The Valley of the Queens in the area of Luxor is a lesser visited royal necropolis in which various family members of several dynasties of pharaohs were laid to rest. As the name suggests, many queens were buried here in elaborate tombs befitting their status and wealth, but many princesses and even princes had dedicated tombs here as well.
One of the valley’s most famous eternal residents was Nefertari, the favorite wife of Ramses the Great. Nefertari was so beautiful and beloved by Ramses that he built a temple for her alongside the greatest temple he built for himself now at Abu Simbel. Her tomb in the Valley of the Queens is the most lavish and spectacular, although sadly it’s closed to the public due to its delicate condition. However, several other tombs are usually open at any given time, including usually those of Queen Titi, Prince Amunherkhepshef, and and Prince Khaemwaset.
In total there are roughly known 90 tombs in the greater vicinity of the Valley of the Queens, although as with most of Egypt they valley remains an active archaeological site and new discoveries are being made all the time.
I generally consider this site to be worth visiting if you are in Luxor at least one night and two days. I would not prioritize it over Valley of the Kings, Hapshetsut’s Temple, or Karnak Temple. But since all of those can be seen in one day, if you’re staying for more than one day then you should certainly consider adding the Valley of the Queens to your itinerary.
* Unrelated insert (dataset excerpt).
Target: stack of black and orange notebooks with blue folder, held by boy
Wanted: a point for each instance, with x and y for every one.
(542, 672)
If you already have a car and driver with you on the east bank of the Nile where the main part of the town of Luxor is, you’ll have to drive about 20 minutes south to cross over the river on the main big bridge. But the easier way to get to the Valley of the Queens from downtown Luxor is to take a quick water taxi across the river and then grab a cab on the west bank to take you there. That’ll save you about 30-45 minutes of extra riding time and will be a lot cheaper if you’re going via taxi. And there’s always something very pleasant about crossing the Nile by boat, the same way Egyptians both royal and common have been doing for millennia.